Are 'Screenagers' Wiser Than Adults?

By Douglas Rushkoff. Published in USA Weekend on 14 June 1996

BEFORE AMERICA INSTALLS V-chips in every TV set and padlocks on all the Segas, we’d better take a good look at why kids devote so much energy to channel-surfing, cruising the Internet and playing Doom, as well as the positive effects cybermania may have on them.

Kids’ fascination with new media is preparing them for the workplace and society of tomorrow. If we try to learn from their example, we, too, might gain skills necessary to thrive in a highly technological and chaotic future.

Kids are natives to a mediaspace where the rest of us are mere immigrants. They were born into a world full of remote controls, joysticks and computer networks, and understand the language and customs of this world better than we ever could hope to. Just as immigrant parents look to their children to learn how to behave and even how to think, we should look to our children for cues on how to adapt to our new, some- times baffling, media environment.

RHYTHM OF THE FUTURE

Most of us reflexively bemoan the channel-surfing habits of our children. Why can’t they just watch one program all the way through? What’s wrong with their attention spans? But instead of focusing on what children are losing, let’s look at what they are gaining.

Traditional programming appeals to our hearts and wallets by hypnotizing us into a passive stupor. Captive to the linear, emotional storylines of our ads and sitcoms, we are held in the sponsors’ spell and “programmed” with their agendas. But a kid who feels himself being coerced simply hits the remote, pulling himself out of passivity into an active relationship to the TV image. He surfs away before he’s caught in the spell.

The flip side of his decreased tolerance for passive programming–what we usually think of as a decreased attention span–is actually an increased attention range. A child can watch and comprehend five or more television programs at a time, deftly alternating between channels just in time to catch the key moments on each. How better to prepare for a high-tech job where he may have to browse e-mail, voice mail, the Internet and stock quotes at once?

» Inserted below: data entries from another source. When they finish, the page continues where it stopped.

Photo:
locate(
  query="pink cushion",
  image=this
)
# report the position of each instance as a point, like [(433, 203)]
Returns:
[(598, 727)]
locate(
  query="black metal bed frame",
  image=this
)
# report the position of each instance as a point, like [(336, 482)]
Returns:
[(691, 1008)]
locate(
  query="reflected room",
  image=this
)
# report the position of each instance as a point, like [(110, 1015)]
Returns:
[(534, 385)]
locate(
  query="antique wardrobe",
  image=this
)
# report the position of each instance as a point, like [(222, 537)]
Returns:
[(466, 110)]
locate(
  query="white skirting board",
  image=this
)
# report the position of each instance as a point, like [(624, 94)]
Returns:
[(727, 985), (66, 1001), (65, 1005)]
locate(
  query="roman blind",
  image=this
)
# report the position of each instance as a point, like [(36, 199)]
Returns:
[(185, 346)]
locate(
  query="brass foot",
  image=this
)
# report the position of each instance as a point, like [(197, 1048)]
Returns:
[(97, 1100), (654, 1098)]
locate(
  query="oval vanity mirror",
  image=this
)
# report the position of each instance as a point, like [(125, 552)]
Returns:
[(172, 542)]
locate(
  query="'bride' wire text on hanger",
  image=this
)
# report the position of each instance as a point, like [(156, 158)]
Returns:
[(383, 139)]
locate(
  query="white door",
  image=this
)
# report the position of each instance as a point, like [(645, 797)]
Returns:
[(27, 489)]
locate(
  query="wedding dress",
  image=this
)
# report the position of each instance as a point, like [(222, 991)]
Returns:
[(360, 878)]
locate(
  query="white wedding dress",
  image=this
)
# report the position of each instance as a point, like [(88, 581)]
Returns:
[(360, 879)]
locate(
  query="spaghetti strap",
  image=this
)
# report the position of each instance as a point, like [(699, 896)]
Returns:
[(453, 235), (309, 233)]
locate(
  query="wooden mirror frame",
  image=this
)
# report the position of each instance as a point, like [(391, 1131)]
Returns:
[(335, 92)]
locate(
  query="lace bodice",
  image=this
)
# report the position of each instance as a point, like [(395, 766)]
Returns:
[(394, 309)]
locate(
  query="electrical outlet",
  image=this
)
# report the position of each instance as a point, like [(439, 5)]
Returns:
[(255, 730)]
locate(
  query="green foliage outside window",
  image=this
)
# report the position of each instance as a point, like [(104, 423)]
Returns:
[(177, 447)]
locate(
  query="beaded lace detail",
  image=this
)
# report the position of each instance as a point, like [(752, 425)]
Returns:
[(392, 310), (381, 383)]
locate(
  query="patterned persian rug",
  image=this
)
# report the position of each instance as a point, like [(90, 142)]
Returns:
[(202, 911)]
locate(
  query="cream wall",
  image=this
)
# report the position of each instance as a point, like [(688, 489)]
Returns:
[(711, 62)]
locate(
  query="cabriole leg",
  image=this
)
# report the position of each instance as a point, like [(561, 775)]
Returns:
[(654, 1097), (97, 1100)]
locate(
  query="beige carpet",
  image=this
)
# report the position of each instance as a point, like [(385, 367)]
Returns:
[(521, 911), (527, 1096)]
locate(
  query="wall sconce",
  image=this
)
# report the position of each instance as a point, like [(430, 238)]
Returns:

Our children are already more mature media consumers than we are. By playing video games, they increase their hand-eye coordination and interface comprehension. Winning a game is really just mastering a new piece of software. More important, our kids are demystifying the television image for themselves. With joysticks in their hands, they have a fundamentally different appreciation for the picture on the screen: It can be changed. While adults perceive news piped into their homes as indisputable fact, our kids know the truth: The image is up for grabs.

THE RICH MEANING OF VIDEO VIOLENCE

Further empowering them, the average American teen’s bedroom is as well-equipped as a state-of-the-art newsroom was 20 years ago. A computer, a modem and a TV give them instant access to global information. By navigating the World Wide Web, they learn how to move through a discontinuous realm of data and opinions, as well as how to distinguish between the two.

Not surprisingly, our kids’ favorite media content also is filled with coping strategies for the world all of us soon will inhabit. While parents can glean little more than violence from a show like Mighty Morphin’ Power Rangers, it deals quite eloquently with some meaningful core issues. The underlying theme of the Power Rangers is evolution as a team sport. The young Rangers only reach full power when they mutate together into a giant, cooperatively controlled robot. The monsters they fight are controlled by the evil Lord Zed, a victim of his own technological excesses who must remain connected to a complex life-support apparatus. He symbolizes the sad consequence of selfishly exploited technology.

Even the most violent video games, like Doom and Mortal Kombat, may be serving a higher purpose than adults may suspect. Social theorists sinee Aristotle have understood that ritualized violence relieves the need for the real stuff. (Even the Shao Lin priests study kung fu along with their Buddhist texts.) So far, at least, we’ve been able to invent games and programming sensational enough to compete with the slayings out the window or in the armories we call public schools. To my mind, this means we are winning the war.

GIVE KIDS THE CONTROLS

If nothing else, let’s put to bed the myth that it’s our kids who, left to their own devices, will inevitably seek out the most violent media. Our new generation of fledgling screenagers is not making the games currently on the shelves of Toys “R” Us. They were designed by adults using interface technology originally implemented for war simulation by the military. Once our kids grow into game designers themselves, we’ll be able to make a more accurate assessment of the effect of all this mediated play on their violent inclinations.

The real challenge before us is to resist further insulating our kids. Instead, let’s put the tools in the hands of our children and see what they do with them. Whether it’s game construction kits where kids can fashion their own adventures on the computer, or camcorders where they can make their own TV shows, kids should have the power and opportunity to design the entertainment environments that suit their needs.

This is where the efforts of truly concerned parents should go.

We might be pleasantly surprised by the generation we have spawned. They are, after all, the latest model of human being.